Not every product need a bag

Not every product need a bag

Not every product need a bag

I counted my cotton totes bags a I have 15 of them. I receive it from different sources. I got them in Bhatbatini, saleways while shopping grocery. They came in with every online shopping done. My online meal came packed in cotton totes bags. The only thing that comes to my mind is, ” why should i worry?”, after all, its an alternative to plastic.  Isn’t it a totally environmental friendly?.

Cotton bags have become a means for brands, retailers and supermarkets to telegraph a planet- friendly mind-set or at least, to show that the companies are aware of overuse of plastic.

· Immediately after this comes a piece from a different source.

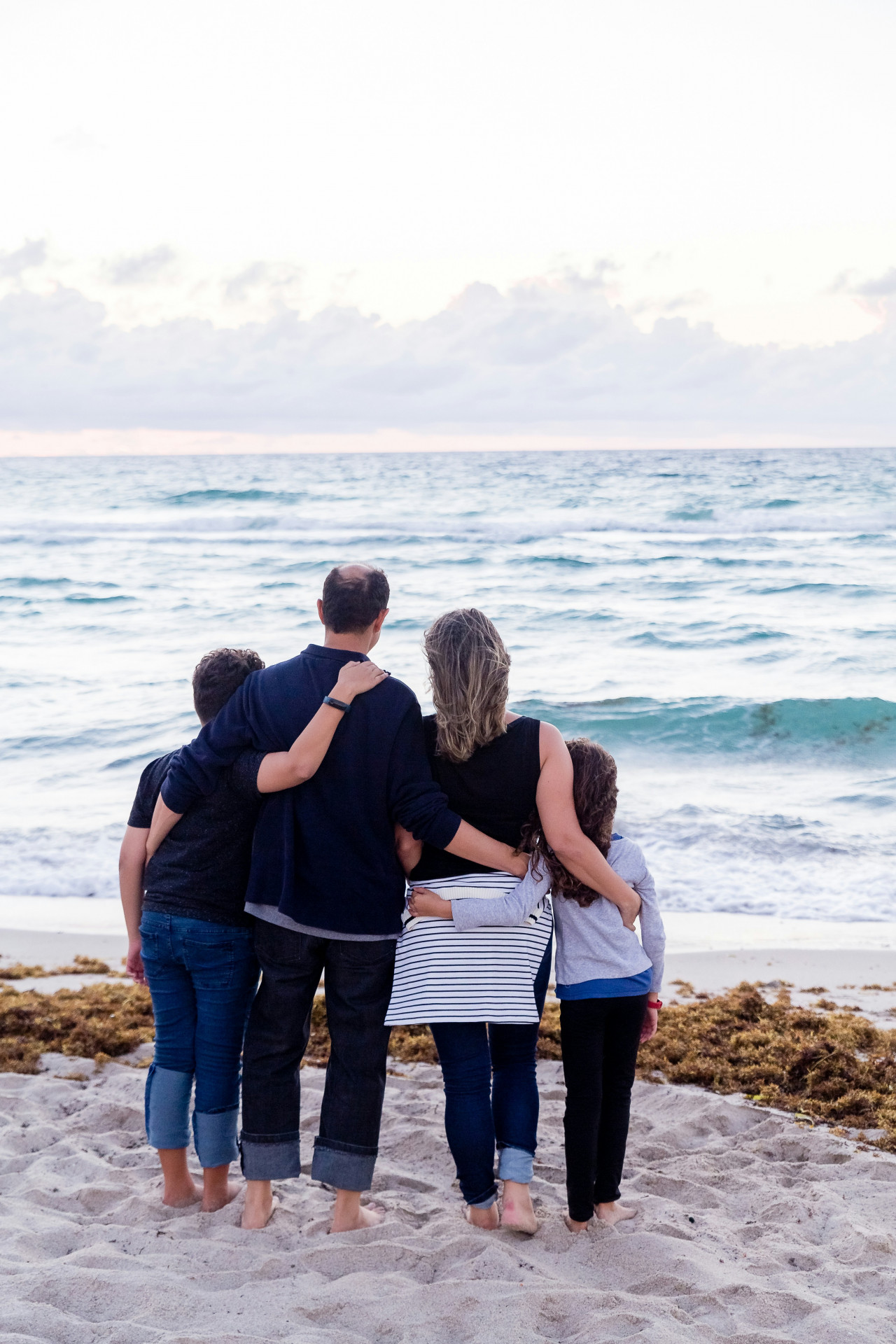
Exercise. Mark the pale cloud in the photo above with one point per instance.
(31, 254)
(542, 356)
(144, 268)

But how wrong i was. It turns out the wholehearted embrace of cotton totes may actually have created a new problem.

Issues with Cotton Bags

  1. An organic cotton tote need to be used 20,000 times to offset its overall impact of production. ( Source: Study made in 2018 by Ministry of Environment and food of Denmark. That amount to daily use for 54 years- for just one bad
  2. Cotton is extremely water intensive. (Source: Travis Wagner, an environmental science professor at the University of Maine)
  3. China produces 20 percent of the world’s cotton and supplies most western fashion brands. It is also associated with forced labor, as a result of Uyghurs in XInjiang , China
  4. Only 15 percent of the 30 million tons of cotton produced worldwide every year actually makes to textile depositories. (source. New York times, 26th August 2021)
  5. Even when a cotton tote bag make it to a treatment plant, most dyes used to print logos on them are based on polyvinyl chloride, a plastic polymer and thus not recyclable.  (Source: Christopher Stanev, co-founder of Evrnu, a Seattle- based textile recycling firm.)
  6. 10 to 15 percent of the cotton recycle firm receives is wasted to remove the Polyvinyl chloride.
  7. It’s a free advertising. The idea, said Shaun Russell, the founder of Skandinavisk, a Swedish skin care brand.  A business that meets certain standards for social and environmental sustainability – is to use printed Cotton tote bags as ,” to use your customers as mobile billboards.”
  8. Cotton may involve pesticides ( if it’s not organically grown).
  9. Cotton’s water consumption has dried up rivers, never biodegrades and clog the oceans.
  10. The number of cotton bags bought in Britain alone is 6 million in 2010 ( it was 10 million prior according to British Retail consortium).

That’s not to say cotton is worse than plastic, or that the two should be compared. While cotton takes huge water consumption for its production and dying, plastic bags use greenhouse gas-emitting fossil fuels, never biodegrade and clog the ocean.

All said down, its all upon us to take certain account for preventing and good use of Cotton Tote bags;

Few of the responsible usage are as follow;

Responsible Usage of cotton Bags

  1. Use the same cotton Tote bags for multiple time while you go for shopping, grocery, and carrying things.
  2. A normal cost of cotton bag in Bhatbatini is Rs. 35. If you carry your own bag, you will be saving Rs. 35 in each shopping spree. Stop buying single-use bags.
  3. Items that don’t even need protection from dust, like hair scrunchies, organic tampons and facial cleansers, now arrive in cotton bags. Avoid taking these bags and return them.
  4. Brands can swap cotton for hemp as hemp bags are more environment friendly
  5.  Avoid using plastic packed products, mostly in sassy packs or small packs. They just end in garbage.

Firstly, Buffy Reid, British Knitwear label & Daughter, halted production of her cotton bags in April; she is planning to implement an on-site feature where customers can opt to receive one.

Addition to that, Aesop, Australian beauty brand, is converting the composition of its bags to a 60-40 blend of recycled and organic cotton. “It will cost us 15% more.”, said Ms. Suzanne Santos, the Chief customer officer at Aesop, but, “it reduces water by 70-80 percent.”

Moreover, The British designer Ally Capellino recently swapped cotton for hemp.

Another British designer, Anya Hindmarch who put the reusable cotton bags on the map. Her 2007 “I’m Not a Plastic Bag” tote, created with the environmental agency shift. Eventually, it encouraged shoppers to stop buying single use bags and effectively started a craze. Ms Hindmarch introduced a new version of her original tote bags, this time made from recycled water bottles.

In the end, the simplest solution may be the most obvious. “NOT EVERY PRODUCT NEEDS A BAG.